Take into consideration Africa, a continent that commands 54 of the 209 votes and one that has been faithfully loyal to Blatter for over 20 years. Their loyalty was not necessarily bought using bribe money but instead by promises made by Blatter to invest in football in Africa, promises that he has faithfully kept. He helped develop grassroots football in impoverished countries as well as bring the continent its first World Cup, held in South Africa in 2010. Reports from journalists inside Ghana have reported that the African delegates are keen to vote in someone who shares the same philosophies and ideals as Blatter to ensure that Africa does not get left behind as it has been in the past. Rightly they want to ensure that the FIFA monies continue to flow into Africa so that development can continue. Any potential successor would be wise to build his or her manifesto with this in mind as the African votes could be a major decider in who is to follow Blatter in the presidents chair.

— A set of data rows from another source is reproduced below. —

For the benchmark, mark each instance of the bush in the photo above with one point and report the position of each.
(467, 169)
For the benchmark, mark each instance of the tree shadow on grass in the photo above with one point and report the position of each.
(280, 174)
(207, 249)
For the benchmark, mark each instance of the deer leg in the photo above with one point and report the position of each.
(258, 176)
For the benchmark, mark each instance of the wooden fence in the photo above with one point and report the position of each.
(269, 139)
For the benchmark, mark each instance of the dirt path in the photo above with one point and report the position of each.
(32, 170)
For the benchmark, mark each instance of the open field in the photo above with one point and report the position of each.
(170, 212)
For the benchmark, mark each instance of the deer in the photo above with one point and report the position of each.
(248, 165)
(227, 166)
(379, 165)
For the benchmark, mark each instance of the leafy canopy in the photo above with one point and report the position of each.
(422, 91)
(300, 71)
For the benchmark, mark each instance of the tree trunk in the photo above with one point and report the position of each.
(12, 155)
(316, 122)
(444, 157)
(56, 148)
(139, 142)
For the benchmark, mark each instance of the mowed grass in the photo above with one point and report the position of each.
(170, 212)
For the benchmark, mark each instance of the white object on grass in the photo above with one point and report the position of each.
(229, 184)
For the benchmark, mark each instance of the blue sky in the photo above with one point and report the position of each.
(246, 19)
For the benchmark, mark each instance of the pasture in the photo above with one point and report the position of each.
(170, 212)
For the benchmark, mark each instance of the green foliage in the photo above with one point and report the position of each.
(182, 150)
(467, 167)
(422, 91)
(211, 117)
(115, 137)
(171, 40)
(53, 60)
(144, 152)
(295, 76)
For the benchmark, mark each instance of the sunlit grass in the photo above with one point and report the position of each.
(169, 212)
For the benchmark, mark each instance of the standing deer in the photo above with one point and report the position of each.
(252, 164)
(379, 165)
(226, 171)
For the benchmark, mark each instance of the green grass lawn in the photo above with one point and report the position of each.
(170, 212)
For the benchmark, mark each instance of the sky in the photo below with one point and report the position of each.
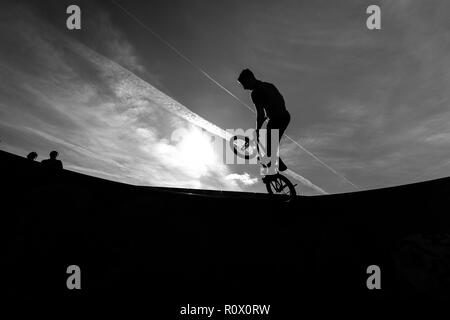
(118, 103)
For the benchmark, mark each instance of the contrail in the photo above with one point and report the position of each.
(181, 55)
(133, 87)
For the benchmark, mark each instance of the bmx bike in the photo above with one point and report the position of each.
(276, 184)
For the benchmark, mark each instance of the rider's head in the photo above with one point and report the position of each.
(247, 79)
(53, 154)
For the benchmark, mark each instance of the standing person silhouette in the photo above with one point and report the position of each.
(52, 164)
(269, 104)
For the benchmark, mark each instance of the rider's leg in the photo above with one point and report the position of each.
(282, 166)
(280, 125)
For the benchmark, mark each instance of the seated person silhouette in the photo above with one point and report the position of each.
(52, 164)
(269, 104)
(32, 156)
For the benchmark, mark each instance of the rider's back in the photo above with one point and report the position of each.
(267, 95)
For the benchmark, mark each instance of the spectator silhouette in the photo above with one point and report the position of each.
(52, 164)
(32, 156)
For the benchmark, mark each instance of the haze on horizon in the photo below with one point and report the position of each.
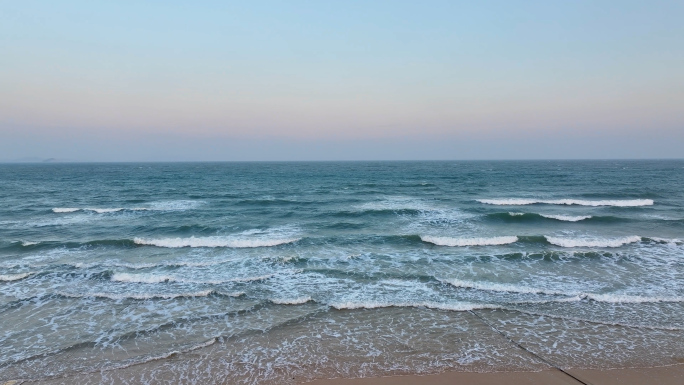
(341, 80)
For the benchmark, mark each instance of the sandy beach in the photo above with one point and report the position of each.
(667, 375)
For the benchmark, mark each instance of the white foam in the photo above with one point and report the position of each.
(621, 298)
(567, 218)
(113, 296)
(430, 305)
(65, 209)
(155, 278)
(668, 241)
(142, 278)
(252, 279)
(179, 205)
(13, 277)
(293, 301)
(105, 211)
(500, 287)
(448, 241)
(580, 202)
(589, 242)
(395, 204)
(215, 241)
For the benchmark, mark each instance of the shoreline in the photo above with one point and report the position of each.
(663, 375)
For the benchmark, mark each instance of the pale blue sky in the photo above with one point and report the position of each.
(298, 80)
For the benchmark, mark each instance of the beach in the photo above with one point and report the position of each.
(357, 272)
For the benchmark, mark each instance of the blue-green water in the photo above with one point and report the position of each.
(274, 272)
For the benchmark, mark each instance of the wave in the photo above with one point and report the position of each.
(294, 301)
(430, 305)
(500, 287)
(580, 202)
(588, 242)
(570, 296)
(566, 218)
(117, 297)
(622, 298)
(13, 277)
(448, 241)
(215, 241)
(154, 278)
(65, 209)
(142, 278)
(180, 205)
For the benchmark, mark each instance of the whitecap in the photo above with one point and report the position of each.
(622, 298)
(291, 301)
(215, 241)
(13, 277)
(592, 242)
(566, 218)
(144, 296)
(142, 278)
(156, 278)
(65, 209)
(178, 205)
(104, 211)
(500, 287)
(448, 241)
(579, 202)
(430, 305)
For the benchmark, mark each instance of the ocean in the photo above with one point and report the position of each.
(252, 273)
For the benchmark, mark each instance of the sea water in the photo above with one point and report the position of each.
(275, 272)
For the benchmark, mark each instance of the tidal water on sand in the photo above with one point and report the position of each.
(284, 272)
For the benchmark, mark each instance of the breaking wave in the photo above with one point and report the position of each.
(448, 241)
(13, 277)
(293, 301)
(589, 242)
(215, 241)
(566, 218)
(154, 278)
(430, 305)
(500, 287)
(580, 202)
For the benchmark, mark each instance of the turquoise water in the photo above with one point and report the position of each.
(258, 272)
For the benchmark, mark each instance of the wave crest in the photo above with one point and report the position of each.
(448, 241)
(65, 209)
(499, 287)
(216, 241)
(566, 218)
(430, 305)
(293, 301)
(587, 242)
(579, 202)
(13, 277)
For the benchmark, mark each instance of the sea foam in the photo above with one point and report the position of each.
(500, 287)
(448, 241)
(579, 202)
(215, 241)
(589, 242)
(566, 218)
(292, 301)
(351, 305)
(13, 277)
(65, 209)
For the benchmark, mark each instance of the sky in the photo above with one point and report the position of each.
(340, 80)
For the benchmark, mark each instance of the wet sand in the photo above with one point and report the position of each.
(667, 375)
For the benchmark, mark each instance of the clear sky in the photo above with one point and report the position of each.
(341, 80)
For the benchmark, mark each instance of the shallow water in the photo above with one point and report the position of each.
(258, 272)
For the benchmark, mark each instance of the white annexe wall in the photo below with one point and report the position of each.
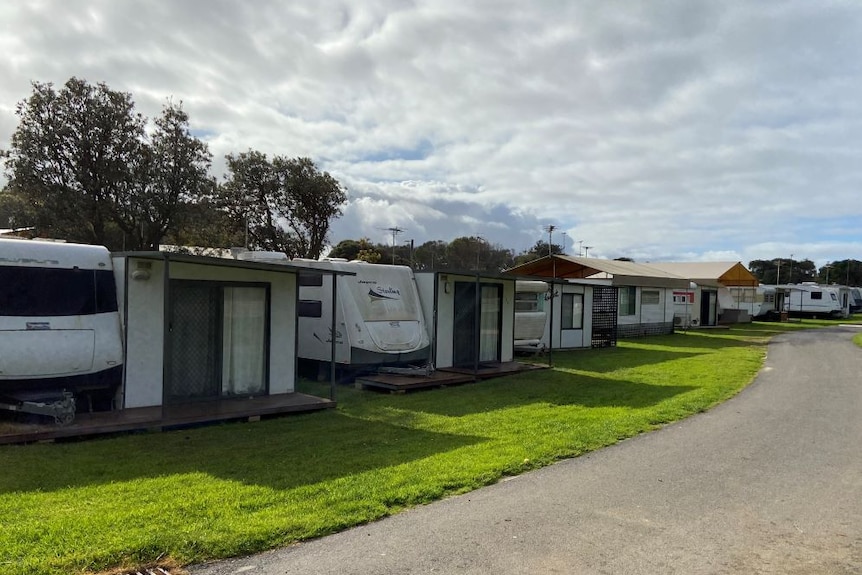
(203, 328)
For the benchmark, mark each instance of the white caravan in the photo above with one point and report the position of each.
(378, 316)
(531, 318)
(59, 328)
(810, 299)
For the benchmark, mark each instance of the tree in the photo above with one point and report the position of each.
(72, 156)
(845, 272)
(539, 250)
(286, 204)
(171, 176)
(361, 249)
(432, 255)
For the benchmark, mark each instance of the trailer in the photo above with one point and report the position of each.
(59, 329)
(811, 300)
(378, 316)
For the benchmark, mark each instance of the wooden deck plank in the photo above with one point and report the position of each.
(442, 377)
(132, 419)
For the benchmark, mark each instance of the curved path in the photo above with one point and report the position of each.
(769, 482)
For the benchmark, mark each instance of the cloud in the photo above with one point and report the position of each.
(653, 129)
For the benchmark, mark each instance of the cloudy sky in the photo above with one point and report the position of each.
(657, 130)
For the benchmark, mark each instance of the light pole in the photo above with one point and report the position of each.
(790, 279)
(550, 229)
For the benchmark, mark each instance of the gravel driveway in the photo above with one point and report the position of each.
(768, 482)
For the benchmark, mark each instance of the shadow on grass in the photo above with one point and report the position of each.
(547, 387)
(614, 358)
(281, 453)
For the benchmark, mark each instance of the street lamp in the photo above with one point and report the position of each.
(790, 279)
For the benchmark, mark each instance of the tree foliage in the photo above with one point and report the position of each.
(72, 157)
(285, 204)
(81, 167)
(783, 271)
(539, 250)
(845, 272)
(171, 176)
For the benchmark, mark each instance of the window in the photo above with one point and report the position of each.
(650, 297)
(529, 301)
(572, 311)
(310, 279)
(56, 292)
(310, 308)
(627, 300)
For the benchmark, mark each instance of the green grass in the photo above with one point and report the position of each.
(211, 492)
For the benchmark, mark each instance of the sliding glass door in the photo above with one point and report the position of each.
(218, 341)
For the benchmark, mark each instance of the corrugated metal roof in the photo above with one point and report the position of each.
(621, 272)
(730, 274)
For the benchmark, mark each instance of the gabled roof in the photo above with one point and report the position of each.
(728, 274)
(621, 273)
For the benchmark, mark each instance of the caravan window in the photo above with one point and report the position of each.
(43, 292)
(627, 300)
(572, 311)
(310, 279)
(310, 308)
(529, 301)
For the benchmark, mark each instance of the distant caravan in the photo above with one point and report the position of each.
(60, 330)
(811, 300)
(378, 316)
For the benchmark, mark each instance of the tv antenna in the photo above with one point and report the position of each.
(550, 229)
(394, 230)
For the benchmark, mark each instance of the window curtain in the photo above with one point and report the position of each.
(489, 324)
(244, 340)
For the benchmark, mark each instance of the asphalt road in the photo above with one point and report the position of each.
(768, 482)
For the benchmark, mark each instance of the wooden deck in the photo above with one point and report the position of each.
(156, 418)
(441, 377)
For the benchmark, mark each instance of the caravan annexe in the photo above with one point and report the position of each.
(378, 315)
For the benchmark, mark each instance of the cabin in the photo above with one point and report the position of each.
(718, 292)
(198, 329)
(620, 299)
(471, 318)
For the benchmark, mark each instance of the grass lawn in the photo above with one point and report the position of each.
(231, 489)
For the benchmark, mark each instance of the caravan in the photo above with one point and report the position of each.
(378, 316)
(59, 328)
(811, 300)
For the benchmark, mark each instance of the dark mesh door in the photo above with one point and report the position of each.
(464, 341)
(195, 360)
(604, 317)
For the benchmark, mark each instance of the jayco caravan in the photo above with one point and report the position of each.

Replacing Blatter and putting FIFA back on the right tracks will not be an easy task. Like a foul odour that has ingrained itself into the furniture, ridding FIFA of Blatter’s legacy will be a tough challenge. It will take years, not months to fully get FIFA back on the straight and narrow and potentially longer to reinstall faith in the troubled organization. The arrests made last week were merely the tip of a very large iceberg with further arrests likely in the coming weeks and months. To date the investigation stretches back to the early nineties but could go back further to the early seventies when Blatter’s predecessor Joao Havelange was in power. Blatter learned much from the Brazilian during his early years at FIFA and was influenced heavily by him. It’s not hard to assume that some of FIFA’s illegal practices were already in place when Blatter took control so he may not be fully responsible for this. However as president for the last 17 years, it was Blatter who was ultimately responsible for the continuation and development of these illegal practices. His resignation may spell an end to them or it may just be the beginning of a new chapter in FIFA’s long lasting corruption story.